Let us then do a final attempt. This time we both properly pass the random number generator to
the `fit_evotree`

model and randomize the order of variables in the source data frame
(making sure we also properly pass the random number generator to the `randperm`

function):

```
julia> reduce(vcat,
map(1:1000) do _
fit_evotree(EvoTreeRegressor(rng=rng),
df[!, randperm(rng, 10)];
target_name="y",
verbosity=0) |>
EvoTrees.importance |>
sort |>
DataFrame
end) |> describe
9×7 DataFrame
Row │ variable mean min median max nmissing eltype
│ Symbol Float64 Float64 Float64 Float64 Int64 DataType
─────┼──────────────────────────────────────────────────────────────────────────
1 │ x1 0.0595918 0.00260002 0.0524585 0.153613 0 Float64
2 │ x2 0.0604078 0.00374867 0.0534607 0.148399 0 Float64
3 │ x3 0.0586352 0.00219417 0.051398 0.140393 0 Float64
4 │ x4 0.103219 0.00484802 0.101625 0.252127 0 Float64
5 │ x5 0.119415 0.00146451 0.116338 0.268475 0 Float64
6 │ x6 0.106432 0.00672514 0.102708 0.254382 0 Float64
7 │ x7 0.153185 0.00346922 0.139289 0.388995 0 Float64
8 │ x8 0.166709 0.00651302 0.161872 0.419284 0 Float64
9 │ x9 0.172406 0.00979053 0.166798 0.444192 0 Float64
```

This time we have succeeded. While there is still some variability in within-group variable importance it is small, and the groups are clearly separated. The worst features have their importance around 6%, the medium value features around 11%, and the best features around 16%.

# Conclusions

Let us recap what we have seen today.

First, we see that variable importance with respect to a given concrete instance of a machine learning model can be significantly different from variable importance with respect to a given learning algorithm and a given dataset. Therefore, one should carefully think which one is interesting from the perspective of a problem that one wants to solve.
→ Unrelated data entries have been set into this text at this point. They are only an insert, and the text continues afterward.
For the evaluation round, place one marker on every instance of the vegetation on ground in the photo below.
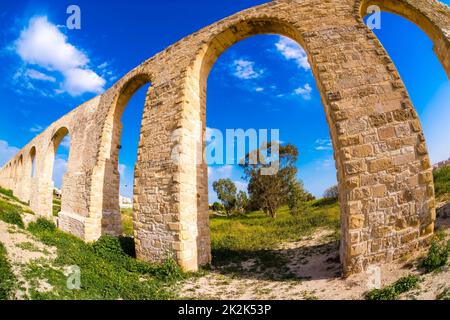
(394, 291)
(244, 237)
(127, 221)
(108, 269)
(7, 279)
(442, 183)
(56, 206)
(438, 253)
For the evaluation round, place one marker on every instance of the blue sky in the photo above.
(263, 82)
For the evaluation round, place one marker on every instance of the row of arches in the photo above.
(30, 175)
(171, 197)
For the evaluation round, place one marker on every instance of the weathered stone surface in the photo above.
(372, 125)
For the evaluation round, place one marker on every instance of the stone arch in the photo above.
(375, 132)
(199, 71)
(432, 17)
(111, 222)
(46, 184)
(32, 162)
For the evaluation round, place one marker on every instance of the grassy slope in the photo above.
(108, 269)
(7, 279)
(250, 236)
(442, 183)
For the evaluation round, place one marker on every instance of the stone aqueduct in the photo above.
(384, 173)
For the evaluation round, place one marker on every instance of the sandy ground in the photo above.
(314, 262)
(22, 249)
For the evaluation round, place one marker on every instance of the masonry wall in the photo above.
(383, 168)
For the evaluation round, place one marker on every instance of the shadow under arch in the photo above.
(111, 222)
(431, 17)
(201, 68)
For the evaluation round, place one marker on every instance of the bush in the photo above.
(331, 193)
(442, 181)
(438, 253)
(393, 291)
(6, 192)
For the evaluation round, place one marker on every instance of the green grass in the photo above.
(7, 279)
(438, 253)
(108, 271)
(444, 295)
(127, 221)
(56, 206)
(442, 182)
(394, 291)
(243, 237)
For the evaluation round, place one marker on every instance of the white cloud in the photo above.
(79, 81)
(36, 75)
(103, 65)
(7, 152)
(323, 145)
(241, 185)
(122, 169)
(291, 50)
(41, 43)
(222, 172)
(36, 128)
(304, 92)
(245, 69)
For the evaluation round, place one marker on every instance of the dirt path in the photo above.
(312, 272)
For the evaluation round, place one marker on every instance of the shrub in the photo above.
(7, 279)
(442, 181)
(393, 291)
(437, 254)
(331, 193)
(12, 217)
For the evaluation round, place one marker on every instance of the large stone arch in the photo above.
(429, 15)
(107, 162)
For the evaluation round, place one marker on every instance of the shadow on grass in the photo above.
(304, 263)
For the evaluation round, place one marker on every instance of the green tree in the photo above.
(270, 192)
(226, 192)
(242, 202)
(217, 207)
(297, 197)
(331, 193)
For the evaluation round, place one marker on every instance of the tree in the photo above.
(242, 202)
(331, 193)
(217, 207)
(226, 192)
(270, 192)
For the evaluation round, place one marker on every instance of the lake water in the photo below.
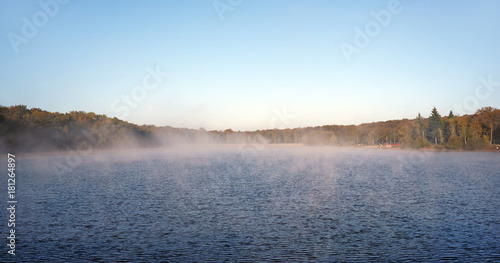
(291, 204)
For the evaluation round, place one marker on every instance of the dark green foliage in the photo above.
(435, 127)
(476, 144)
(34, 129)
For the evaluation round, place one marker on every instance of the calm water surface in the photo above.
(280, 204)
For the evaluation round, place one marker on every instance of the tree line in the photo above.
(34, 129)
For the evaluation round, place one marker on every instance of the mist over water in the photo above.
(271, 203)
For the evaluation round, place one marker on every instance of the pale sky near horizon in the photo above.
(257, 65)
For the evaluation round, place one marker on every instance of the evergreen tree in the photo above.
(434, 127)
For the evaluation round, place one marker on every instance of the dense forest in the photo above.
(34, 130)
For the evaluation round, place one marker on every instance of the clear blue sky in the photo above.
(259, 64)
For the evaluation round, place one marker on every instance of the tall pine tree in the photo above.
(435, 127)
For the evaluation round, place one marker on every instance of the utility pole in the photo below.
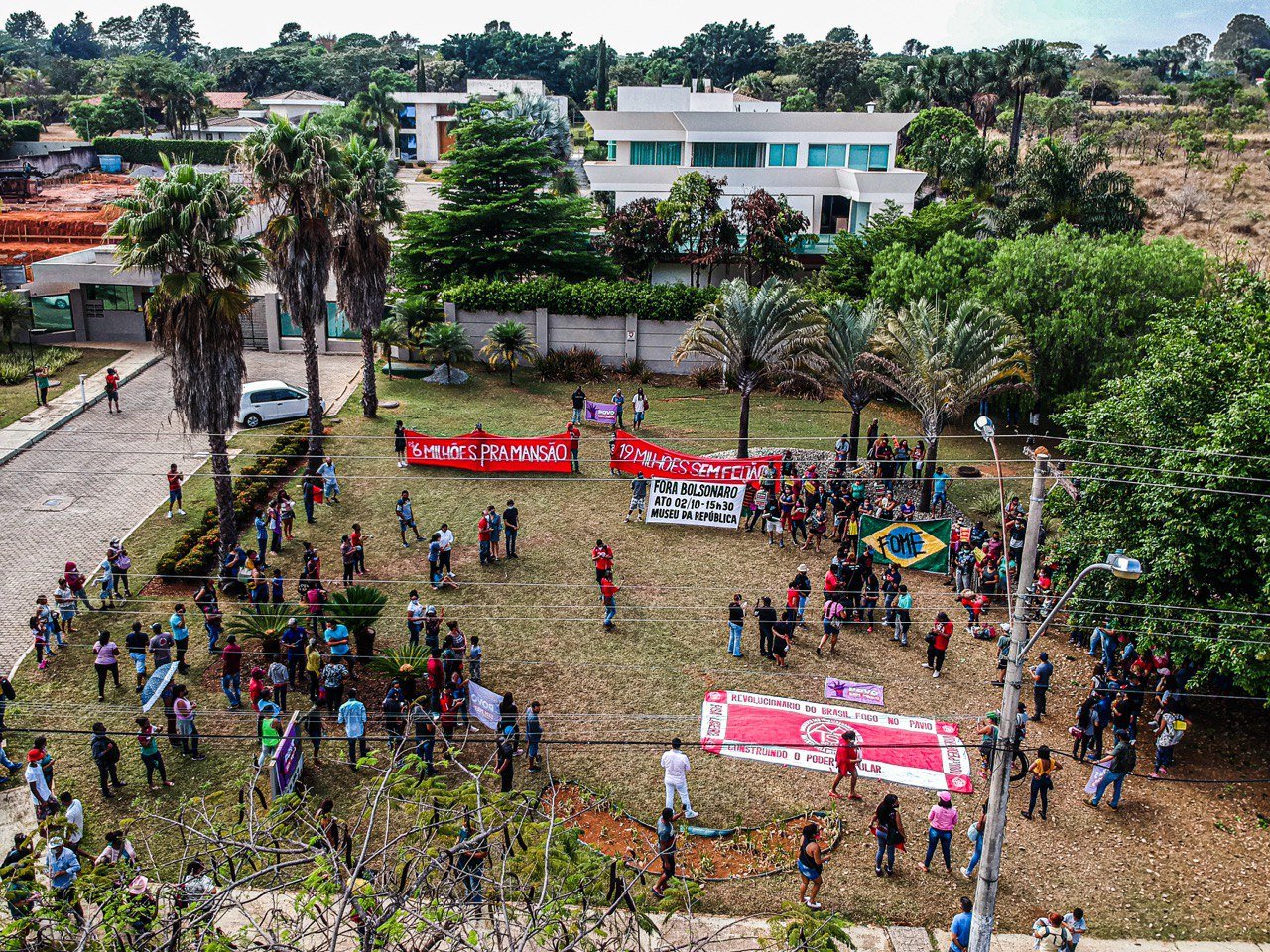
(983, 920)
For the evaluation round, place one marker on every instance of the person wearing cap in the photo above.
(504, 760)
(1119, 765)
(1042, 674)
(37, 783)
(943, 821)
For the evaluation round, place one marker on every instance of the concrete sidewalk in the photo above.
(71, 403)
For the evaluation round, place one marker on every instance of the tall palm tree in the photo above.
(847, 339)
(368, 207)
(1028, 66)
(298, 173)
(185, 227)
(508, 343)
(445, 343)
(942, 359)
(760, 335)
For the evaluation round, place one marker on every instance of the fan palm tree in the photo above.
(370, 204)
(1072, 181)
(847, 339)
(1028, 66)
(760, 335)
(185, 227)
(445, 343)
(508, 343)
(942, 359)
(380, 111)
(298, 173)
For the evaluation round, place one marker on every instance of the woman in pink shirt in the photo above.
(943, 820)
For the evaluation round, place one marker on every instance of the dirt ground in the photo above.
(1184, 858)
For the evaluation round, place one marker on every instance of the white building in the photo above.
(834, 168)
(426, 118)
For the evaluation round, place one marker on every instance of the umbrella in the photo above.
(155, 685)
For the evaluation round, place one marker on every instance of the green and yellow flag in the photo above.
(921, 544)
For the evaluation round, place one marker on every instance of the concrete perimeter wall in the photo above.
(615, 339)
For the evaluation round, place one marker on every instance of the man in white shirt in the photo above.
(676, 766)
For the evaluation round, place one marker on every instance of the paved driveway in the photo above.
(100, 475)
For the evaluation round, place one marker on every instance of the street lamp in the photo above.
(998, 793)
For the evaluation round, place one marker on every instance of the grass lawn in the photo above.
(17, 400)
(539, 622)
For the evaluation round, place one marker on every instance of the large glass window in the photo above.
(657, 153)
(112, 298)
(726, 154)
(336, 324)
(53, 312)
(783, 154)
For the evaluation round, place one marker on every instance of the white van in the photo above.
(271, 402)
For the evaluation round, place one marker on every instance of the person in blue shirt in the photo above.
(940, 485)
(180, 636)
(960, 927)
(352, 715)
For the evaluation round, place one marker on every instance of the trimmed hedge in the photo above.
(198, 546)
(24, 130)
(587, 298)
(136, 150)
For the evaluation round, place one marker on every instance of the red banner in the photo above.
(916, 752)
(634, 454)
(486, 452)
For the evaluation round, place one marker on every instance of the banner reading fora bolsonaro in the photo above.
(921, 544)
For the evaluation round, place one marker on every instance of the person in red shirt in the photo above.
(847, 758)
(938, 644)
(608, 595)
(602, 556)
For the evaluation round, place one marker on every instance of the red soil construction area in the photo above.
(70, 214)
(735, 855)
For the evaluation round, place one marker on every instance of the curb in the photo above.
(62, 421)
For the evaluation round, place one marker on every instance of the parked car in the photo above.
(272, 400)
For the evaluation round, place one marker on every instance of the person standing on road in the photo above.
(175, 480)
(675, 766)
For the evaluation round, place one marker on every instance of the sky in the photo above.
(1123, 24)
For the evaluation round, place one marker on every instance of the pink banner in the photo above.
(634, 454)
(853, 692)
(915, 752)
(488, 452)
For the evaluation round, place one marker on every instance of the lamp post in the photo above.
(1120, 565)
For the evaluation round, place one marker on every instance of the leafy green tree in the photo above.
(1074, 182)
(495, 220)
(848, 333)
(939, 359)
(368, 207)
(762, 335)
(447, 344)
(508, 344)
(299, 173)
(186, 227)
(1202, 391)
(698, 223)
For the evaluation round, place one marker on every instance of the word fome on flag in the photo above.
(915, 752)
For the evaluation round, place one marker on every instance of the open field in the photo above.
(1179, 860)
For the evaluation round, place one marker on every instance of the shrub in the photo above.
(706, 376)
(576, 363)
(146, 150)
(587, 298)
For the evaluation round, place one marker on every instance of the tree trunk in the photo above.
(313, 382)
(1016, 130)
(933, 448)
(743, 436)
(370, 395)
(223, 485)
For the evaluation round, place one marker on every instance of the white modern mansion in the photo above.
(426, 118)
(834, 168)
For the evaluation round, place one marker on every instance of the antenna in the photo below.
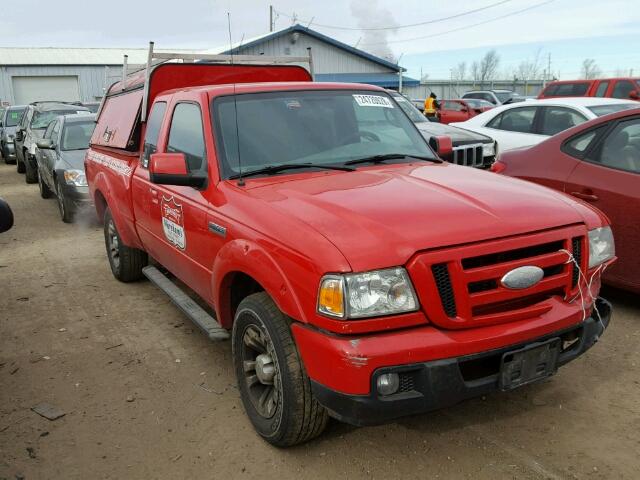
(235, 106)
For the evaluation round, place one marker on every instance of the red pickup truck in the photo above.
(359, 276)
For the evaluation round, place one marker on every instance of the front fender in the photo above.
(243, 256)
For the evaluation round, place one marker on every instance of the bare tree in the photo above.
(489, 65)
(459, 72)
(529, 69)
(590, 69)
(475, 71)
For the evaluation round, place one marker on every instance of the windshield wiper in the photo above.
(272, 169)
(389, 156)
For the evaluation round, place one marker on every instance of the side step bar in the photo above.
(191, 309)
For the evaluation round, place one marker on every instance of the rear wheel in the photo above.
(45, 191)
(31, 174)
(274, 387)
(126, 262)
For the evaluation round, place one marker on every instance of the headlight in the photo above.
(75, 177)
(601, 246)
(489, 149)
(369, 294)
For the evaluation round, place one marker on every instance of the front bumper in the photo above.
(78, 195)
(440, 383)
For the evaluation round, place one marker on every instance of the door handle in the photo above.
(589, 197)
The second lesson is related to implementation details of machine learning algorithms:

- Many of them use pseudorandom numbers when building a model and proper handling of pseudorandom generator is crucial.
- The result of model building can depend on the order of features in the source data set. In our example we have seen that shuffling the columns of an input data table produced significantly different variable importance results.

I hope you found these examples useful!